Can I? Yes, I think it is still physically possible. Should I? I really hate shoulds. You should have just seen me as I wrote the words “Should I”…I literally rolled my eyes.
Truth be told, I’m really not sure that I want to. And that makes me sad to write that, but it feels good to be honest. I always thought that I’d have at a minimum 2, probably 3 and possibly 4 children, and Rob was on board with this. Now here we are with one, and there are a hell of a lot of reasons to stay where we are.
I hate making decisions based on fear, and I admit that part of my thinking is based on it.
But am I then saying that I only want another if it is a perfect, typical child? You don’t have children so that you can have perfect little kids. You have children because you want to be a parent, to share love with another little person and watch them grow, to rejoice in their accomplishments and help them grow to all they can be, to share this with your partner because you have something to give – and none of that says anything about being guaranteed a typically developing child. There are no guarantees, period.
And there is so damn much at stake. T’s future, my sanity, Rob’s sanity, our financial future – if we have another special needs child. And I’m not getting any younger. Not too old yet, but pushing 40. The longer I wait, the more chances of complications.
Knowing what I do about autism, I've seen just how bad it can be. We are blessed with an angel child, and I know we've got it easy compared with other families faced with this diagnosis. The more research we do, the more is published by researchers, the more it looks like genetics play a huge role in the causation of autism. This could happen again, and it could be much, much worse.
Then again, there are plenty of autistic kiddos with typical siblings. I've seen them, too...dragged along to endless therapy sessions & bored to tears, needs pushed aside because the autistic sibling has more pressing needs, acting out for attention or simply disappearing and not asking for anything. They know that their brother or sister will someday be their responsibility.
Somehow, some of these children end up being the most wonderful, sympathetic young people I've ever met.
I just feel like I’m talking and thinking in circles. Part of me – forgive me – wishes that the decision could be made for us. A doctor tells us that more children aren’t possible. I couldn’t sustain the pregnancy, for example.
One recent thinking in circles session ended with a realization: there is no right or wrong answer to this question. Whatever Rob & I decide will be right for us. Either decision would be courageous, and either decision would be foolish.
This is part of the mission statement of my new employer: We are the place for families and professionals to go to “ASK” questions about children with special needs and to access information and resources about a variety of topics such as health insurance, special education, community resources and medical homes.

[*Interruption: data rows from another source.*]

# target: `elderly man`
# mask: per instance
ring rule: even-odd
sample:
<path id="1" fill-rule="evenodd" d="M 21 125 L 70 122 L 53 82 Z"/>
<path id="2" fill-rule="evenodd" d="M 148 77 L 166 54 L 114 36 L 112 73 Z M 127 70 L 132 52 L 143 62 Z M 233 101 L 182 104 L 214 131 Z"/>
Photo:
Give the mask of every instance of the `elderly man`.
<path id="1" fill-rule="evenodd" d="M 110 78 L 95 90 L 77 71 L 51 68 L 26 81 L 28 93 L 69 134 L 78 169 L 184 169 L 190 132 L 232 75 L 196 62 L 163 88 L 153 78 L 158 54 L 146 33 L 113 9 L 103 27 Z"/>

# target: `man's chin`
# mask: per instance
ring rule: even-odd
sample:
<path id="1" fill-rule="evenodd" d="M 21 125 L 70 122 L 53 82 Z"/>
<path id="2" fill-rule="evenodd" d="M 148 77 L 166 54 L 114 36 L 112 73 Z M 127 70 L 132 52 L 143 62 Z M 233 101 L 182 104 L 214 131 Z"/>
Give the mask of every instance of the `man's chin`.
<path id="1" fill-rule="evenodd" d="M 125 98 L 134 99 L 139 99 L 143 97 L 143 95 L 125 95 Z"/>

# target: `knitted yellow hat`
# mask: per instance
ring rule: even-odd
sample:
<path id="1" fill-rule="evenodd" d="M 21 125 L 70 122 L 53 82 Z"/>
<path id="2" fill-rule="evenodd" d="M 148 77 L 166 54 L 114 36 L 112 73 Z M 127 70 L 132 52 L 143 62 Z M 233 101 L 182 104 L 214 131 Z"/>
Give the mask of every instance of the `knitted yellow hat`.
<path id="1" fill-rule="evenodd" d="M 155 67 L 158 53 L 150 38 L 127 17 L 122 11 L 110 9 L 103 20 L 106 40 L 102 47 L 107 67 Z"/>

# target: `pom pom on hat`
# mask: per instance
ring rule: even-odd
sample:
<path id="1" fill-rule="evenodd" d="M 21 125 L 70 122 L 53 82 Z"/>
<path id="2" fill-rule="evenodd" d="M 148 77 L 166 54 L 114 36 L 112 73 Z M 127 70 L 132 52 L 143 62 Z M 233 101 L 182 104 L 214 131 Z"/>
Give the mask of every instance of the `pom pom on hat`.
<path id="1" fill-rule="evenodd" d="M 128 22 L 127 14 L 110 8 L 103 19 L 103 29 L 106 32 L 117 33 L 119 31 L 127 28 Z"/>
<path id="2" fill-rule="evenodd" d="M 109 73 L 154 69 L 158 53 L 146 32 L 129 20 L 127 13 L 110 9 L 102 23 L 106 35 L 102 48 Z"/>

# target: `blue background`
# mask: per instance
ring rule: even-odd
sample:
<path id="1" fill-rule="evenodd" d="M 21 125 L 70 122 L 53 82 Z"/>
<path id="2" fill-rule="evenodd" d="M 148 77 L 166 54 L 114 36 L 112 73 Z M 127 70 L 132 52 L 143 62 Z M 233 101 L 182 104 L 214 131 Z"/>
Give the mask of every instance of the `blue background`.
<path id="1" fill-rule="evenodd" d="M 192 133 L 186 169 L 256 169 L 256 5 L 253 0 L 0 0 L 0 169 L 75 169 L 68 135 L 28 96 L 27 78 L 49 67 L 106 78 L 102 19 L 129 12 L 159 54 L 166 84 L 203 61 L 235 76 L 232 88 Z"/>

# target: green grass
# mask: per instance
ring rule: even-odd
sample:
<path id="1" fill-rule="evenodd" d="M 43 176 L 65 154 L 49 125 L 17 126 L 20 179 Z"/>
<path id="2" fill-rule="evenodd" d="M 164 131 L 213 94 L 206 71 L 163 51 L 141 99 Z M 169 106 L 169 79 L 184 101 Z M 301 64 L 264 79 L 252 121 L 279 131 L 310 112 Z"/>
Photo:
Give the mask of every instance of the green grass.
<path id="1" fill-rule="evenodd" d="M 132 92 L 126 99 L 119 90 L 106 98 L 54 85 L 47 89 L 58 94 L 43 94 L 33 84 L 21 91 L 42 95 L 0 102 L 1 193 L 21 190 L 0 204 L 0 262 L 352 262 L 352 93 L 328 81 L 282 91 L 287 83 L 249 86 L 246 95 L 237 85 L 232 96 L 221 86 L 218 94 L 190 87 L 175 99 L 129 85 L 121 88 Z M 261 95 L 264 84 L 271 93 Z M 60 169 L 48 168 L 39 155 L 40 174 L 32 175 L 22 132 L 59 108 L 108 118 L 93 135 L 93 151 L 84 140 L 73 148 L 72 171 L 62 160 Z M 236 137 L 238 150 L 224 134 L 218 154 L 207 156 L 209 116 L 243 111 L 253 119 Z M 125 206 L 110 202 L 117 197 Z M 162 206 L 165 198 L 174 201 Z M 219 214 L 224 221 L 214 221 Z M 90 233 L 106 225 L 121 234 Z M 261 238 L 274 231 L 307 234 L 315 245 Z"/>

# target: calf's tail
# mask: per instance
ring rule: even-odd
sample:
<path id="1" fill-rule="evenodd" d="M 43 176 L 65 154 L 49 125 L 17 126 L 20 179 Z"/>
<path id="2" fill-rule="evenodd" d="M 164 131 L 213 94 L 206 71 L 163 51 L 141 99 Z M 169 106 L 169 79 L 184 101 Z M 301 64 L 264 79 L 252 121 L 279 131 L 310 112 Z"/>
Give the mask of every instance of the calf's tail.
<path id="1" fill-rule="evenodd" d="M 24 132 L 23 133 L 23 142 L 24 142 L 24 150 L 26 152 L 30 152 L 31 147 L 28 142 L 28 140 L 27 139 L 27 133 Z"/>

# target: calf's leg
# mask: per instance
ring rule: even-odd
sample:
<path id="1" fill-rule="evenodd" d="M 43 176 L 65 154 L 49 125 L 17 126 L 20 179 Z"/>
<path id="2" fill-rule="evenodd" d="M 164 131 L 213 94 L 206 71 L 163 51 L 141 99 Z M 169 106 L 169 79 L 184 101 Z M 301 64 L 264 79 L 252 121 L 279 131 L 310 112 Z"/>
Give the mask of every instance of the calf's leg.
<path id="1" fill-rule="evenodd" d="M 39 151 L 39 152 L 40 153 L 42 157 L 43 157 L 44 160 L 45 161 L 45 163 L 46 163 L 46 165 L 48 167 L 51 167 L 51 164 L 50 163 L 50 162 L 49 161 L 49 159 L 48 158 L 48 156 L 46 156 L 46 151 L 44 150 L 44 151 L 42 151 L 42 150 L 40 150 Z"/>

I think the thing that is most amazing to me about this new job is how it came to be. I hatched this idea a few months ago, talked to some people, they referred me to others, and here I am: tomorrow I start three days of training and I am part of the work force again!

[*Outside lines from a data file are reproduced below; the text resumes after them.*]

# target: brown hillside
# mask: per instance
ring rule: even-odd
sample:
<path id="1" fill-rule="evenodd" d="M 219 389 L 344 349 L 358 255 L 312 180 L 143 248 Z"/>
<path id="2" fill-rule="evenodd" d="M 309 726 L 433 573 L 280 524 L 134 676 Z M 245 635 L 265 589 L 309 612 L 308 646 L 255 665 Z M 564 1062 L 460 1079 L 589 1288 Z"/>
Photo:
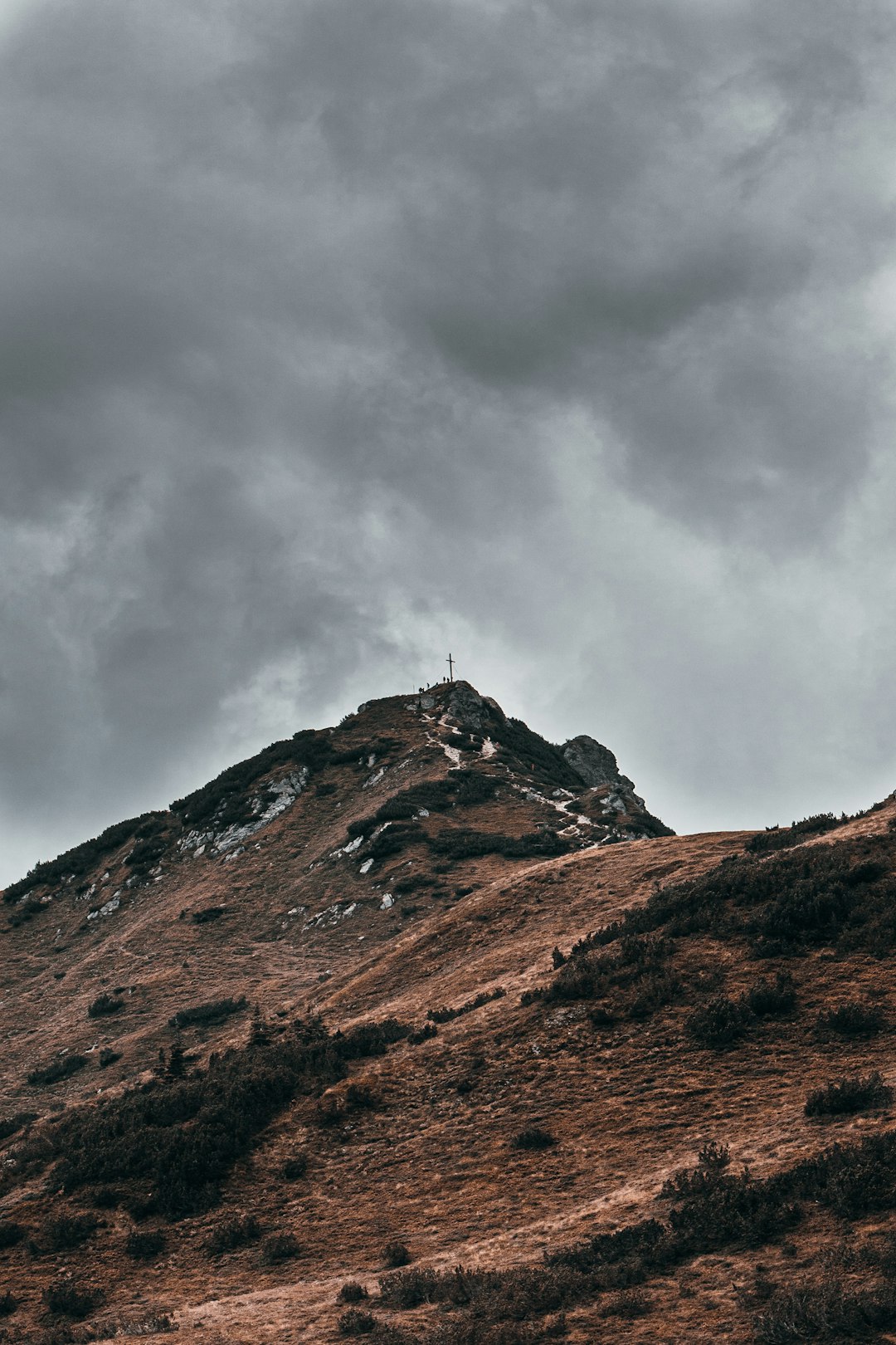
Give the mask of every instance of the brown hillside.
<path id="1" fill-rule="evenodd" d="M 574 741 L 373 702 L 8 889 L 0 1340 L 896 1338 L 896 804 Z"/>

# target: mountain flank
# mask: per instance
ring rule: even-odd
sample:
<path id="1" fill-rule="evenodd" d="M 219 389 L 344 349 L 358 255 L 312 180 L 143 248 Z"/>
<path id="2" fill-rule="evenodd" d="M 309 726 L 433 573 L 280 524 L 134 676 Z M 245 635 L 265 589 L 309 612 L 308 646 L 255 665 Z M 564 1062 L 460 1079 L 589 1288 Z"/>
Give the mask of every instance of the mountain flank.
<path id="1" fill-rule="evenodd" d="M 891 1340 L 896 802 L 676 837 L 465 682 L 4 893 L 0 1340 Z"/>

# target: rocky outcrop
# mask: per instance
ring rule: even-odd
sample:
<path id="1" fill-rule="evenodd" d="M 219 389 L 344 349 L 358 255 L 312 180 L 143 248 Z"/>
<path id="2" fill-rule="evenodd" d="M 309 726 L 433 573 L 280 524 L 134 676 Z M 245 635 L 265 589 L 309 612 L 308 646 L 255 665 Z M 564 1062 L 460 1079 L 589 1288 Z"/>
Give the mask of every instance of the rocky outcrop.
<path id="1" fill-rule="evenodd" d="M 578 738 L 570 738 L 560 749 L 576 775 L 582 776 L 586 784 L 592 788 L 598 784 L 625 784 L 634 788 L 631 780 L 619 775 L 619 765 L 610 748 L 604 748 L 596 738 L 580 733 Z"/>

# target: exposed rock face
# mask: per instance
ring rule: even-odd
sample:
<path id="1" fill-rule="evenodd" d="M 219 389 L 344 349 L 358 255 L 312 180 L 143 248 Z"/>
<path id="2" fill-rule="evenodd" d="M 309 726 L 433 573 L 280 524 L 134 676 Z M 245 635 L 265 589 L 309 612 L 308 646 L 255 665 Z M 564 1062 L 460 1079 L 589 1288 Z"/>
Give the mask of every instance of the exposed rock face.
<path id="1" fill-rule="evenodd" d="M 494 718 L 494 709 L 498 709 L 501 718 L 504 718 L 504 712 L 496 702 L 489 703 L 469 682 L 454 682 L 445 717 L 461 729 L 482 733 Z"/>
<path id="2" fill-rule="evenodd" d="M 610 748 L 604 748 L 596 738 L 580 733 L 578 738 L 570 738 L 563 744 L 563 755 L 586 784 L 592 788 L 596 784 L 626 784 L 631 788 L 631 780 L 619 775 L 619 765 Z"/>

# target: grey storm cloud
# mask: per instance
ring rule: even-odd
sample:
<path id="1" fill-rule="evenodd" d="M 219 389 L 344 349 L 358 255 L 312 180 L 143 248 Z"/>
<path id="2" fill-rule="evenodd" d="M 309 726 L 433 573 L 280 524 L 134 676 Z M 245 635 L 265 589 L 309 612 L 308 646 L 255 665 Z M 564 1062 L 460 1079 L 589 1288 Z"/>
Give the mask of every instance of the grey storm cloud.
<path id="1" fill-rule="evenodd" d="M 0 881 L 447 639 L 681 829 L 887 780 L 889 5 L 4 13 Z"/>

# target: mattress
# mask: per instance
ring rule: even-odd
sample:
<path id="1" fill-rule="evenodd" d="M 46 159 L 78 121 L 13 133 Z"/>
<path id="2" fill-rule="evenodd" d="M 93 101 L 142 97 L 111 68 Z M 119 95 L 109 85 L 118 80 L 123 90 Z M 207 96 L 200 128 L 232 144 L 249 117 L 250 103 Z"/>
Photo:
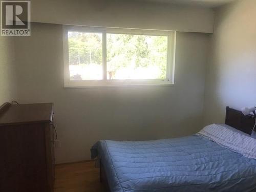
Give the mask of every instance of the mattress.
<path id="1" fill-rule="evenodd" d="M 112 192 L 250 191 L 256 160 L 202 136 L 146 141 L 101 140 L 101 159 Z"/>

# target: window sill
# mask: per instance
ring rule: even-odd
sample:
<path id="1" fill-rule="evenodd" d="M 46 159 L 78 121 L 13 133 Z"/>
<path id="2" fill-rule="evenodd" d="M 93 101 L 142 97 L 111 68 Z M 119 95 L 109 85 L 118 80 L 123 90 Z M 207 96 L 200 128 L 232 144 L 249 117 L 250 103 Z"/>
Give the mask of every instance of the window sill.
<path id="1" fill-rule="evenodd" d="M 118 87 L 154 87 L 154 86 L 174 86 L 175 84 L 174 83 L 151 83 L 151 84 L 106 84 L 106 85 L 92 85 L 92 86 L 64 86 L 65 89 L 82 89 L 82 88 L 118 88 Z"/>

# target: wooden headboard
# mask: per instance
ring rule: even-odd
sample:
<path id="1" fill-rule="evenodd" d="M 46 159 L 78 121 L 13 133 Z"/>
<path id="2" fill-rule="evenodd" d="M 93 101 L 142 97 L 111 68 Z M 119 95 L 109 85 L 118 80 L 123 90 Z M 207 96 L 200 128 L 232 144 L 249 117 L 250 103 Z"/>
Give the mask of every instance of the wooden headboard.
<path id="1" fill-rule="evenodd" d="M 225 124 L 250 135 L 255 124 L 255 117 L 244 116 L 241 111 L 227 106 Z"/>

I prayed and prayed about this. Once I had my first interview and things went really well, I did my life long practice of thinking "Oh geez, life is pretty nice right now...do I really want this change?" All my free time while T is in school will be gone, no more leisurely morning & afternoon hours to charge myself up for the busy after school & evenings. But I really had an intense prayer time a few days ago (rare for me), saying to God that whatever is in store with this job, I'm in. If I got the job, then I'm along for the ride - helping families get the help they need, helping our family in turn by learning all that I will in training and on the job, and starting a new journey and possibly a new career path. But if I didn't get the job, then it wasn't meant to be and something else was out there. And for once, I truly released this situation to God and felt comfortable and at peace with whatever happened. So when the phone call came, I was excited, took the job, and said "Okay, God, here we go."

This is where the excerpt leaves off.